Table of Contents
ISRN Virology
Volume 2014, Article ID 351407, 11 pages
Review Article

Interaction of Hepatitis C Viral Proteins with Cellular Oncoproteins in the Induction of Liver Cancer

Department of Microbiology, Immunology & Biochemistry, The University of Tennessee Health Science Center, Memphis, TN 38163, USA

Received 16 January 2014; Accepted 25 February 2014; Published 12 March 2014

Academic Editors: J. Choi and C. Torti

Copyright © 2014 Ramareddy V. Guntaka and Mythili K. Padala. This is an open access article distributed under the Creative Commons Attribution License, which permits unrestricted use, distribution, and reproduction in any medium, provided the original work is properly cited.
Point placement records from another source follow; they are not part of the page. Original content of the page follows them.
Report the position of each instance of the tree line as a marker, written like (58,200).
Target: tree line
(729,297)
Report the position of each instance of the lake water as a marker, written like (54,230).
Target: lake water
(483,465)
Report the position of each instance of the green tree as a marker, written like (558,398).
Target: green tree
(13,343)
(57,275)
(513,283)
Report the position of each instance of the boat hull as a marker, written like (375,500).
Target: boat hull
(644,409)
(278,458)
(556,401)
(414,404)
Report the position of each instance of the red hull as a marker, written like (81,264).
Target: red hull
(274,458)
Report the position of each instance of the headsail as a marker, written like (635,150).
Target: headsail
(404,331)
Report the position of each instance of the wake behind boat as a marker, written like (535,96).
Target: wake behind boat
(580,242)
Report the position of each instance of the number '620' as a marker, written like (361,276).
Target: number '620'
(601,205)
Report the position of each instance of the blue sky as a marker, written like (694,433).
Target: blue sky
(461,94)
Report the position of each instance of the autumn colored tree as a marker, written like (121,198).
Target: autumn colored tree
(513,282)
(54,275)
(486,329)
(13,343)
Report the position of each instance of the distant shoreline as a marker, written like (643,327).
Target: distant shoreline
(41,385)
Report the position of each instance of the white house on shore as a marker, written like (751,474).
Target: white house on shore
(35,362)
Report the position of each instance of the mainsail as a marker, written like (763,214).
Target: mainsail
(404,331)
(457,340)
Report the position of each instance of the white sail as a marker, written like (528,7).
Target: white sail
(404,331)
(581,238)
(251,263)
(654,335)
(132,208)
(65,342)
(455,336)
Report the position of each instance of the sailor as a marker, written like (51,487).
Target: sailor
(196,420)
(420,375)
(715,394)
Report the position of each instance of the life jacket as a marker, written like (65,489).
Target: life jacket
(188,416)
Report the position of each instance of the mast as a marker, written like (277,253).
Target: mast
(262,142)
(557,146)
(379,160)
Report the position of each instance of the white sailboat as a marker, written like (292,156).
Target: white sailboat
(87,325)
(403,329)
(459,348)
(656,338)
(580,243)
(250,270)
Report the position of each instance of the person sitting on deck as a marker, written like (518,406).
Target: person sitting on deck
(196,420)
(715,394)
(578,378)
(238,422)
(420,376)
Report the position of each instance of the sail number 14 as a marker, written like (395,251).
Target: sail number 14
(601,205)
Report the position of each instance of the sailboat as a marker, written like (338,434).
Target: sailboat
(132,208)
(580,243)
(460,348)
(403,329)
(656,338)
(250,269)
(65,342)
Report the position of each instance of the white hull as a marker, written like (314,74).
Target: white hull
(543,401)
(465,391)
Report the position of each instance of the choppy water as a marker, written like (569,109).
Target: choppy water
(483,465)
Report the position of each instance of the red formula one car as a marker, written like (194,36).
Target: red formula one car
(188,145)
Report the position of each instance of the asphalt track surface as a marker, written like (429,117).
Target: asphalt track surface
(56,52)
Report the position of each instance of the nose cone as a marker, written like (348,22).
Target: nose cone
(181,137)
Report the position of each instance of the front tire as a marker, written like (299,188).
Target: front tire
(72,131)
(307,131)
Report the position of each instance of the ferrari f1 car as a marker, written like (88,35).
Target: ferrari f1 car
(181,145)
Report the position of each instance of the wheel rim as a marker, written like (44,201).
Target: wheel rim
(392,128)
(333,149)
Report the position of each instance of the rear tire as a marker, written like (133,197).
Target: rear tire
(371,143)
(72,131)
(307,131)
Hepatitis C virus infection is a major health problem all over the world. A large proportion of patients infected by HCV develop liver cirrhosis or cancer. However, the mechanism(s) remain to be elucidated. Since HCV does not carry any known oncogene, it is thought that interaction between virally encoded proteins and host proteins is responsible for carcinogenesis. Many crucial interactions between HCV-encoded proteins and host proteins have been reported. In this review we focus on the interaction of viral proteins with important regulators of cell cycle—oncoproteins YB-1, p53, and cyclin D1—which play a major role in cell proliferation, apoptosis, DNA repair, and genomic stability. Genetic variants of HCV accumulate in patients and alter these interactions of host cell proteins. It is a battle between the virus and host and the final outcome depends on the winner; if the host succeeds in clearing the virus the patient may not develop serious liver diseases. On the other hand, if the virus dominates by evolving quasispecies which code for altered proteins that interact differently with host proteins, or induce mutations in host protooncogenes, then the patient may develop liver cirrhosis and/or liver cancer.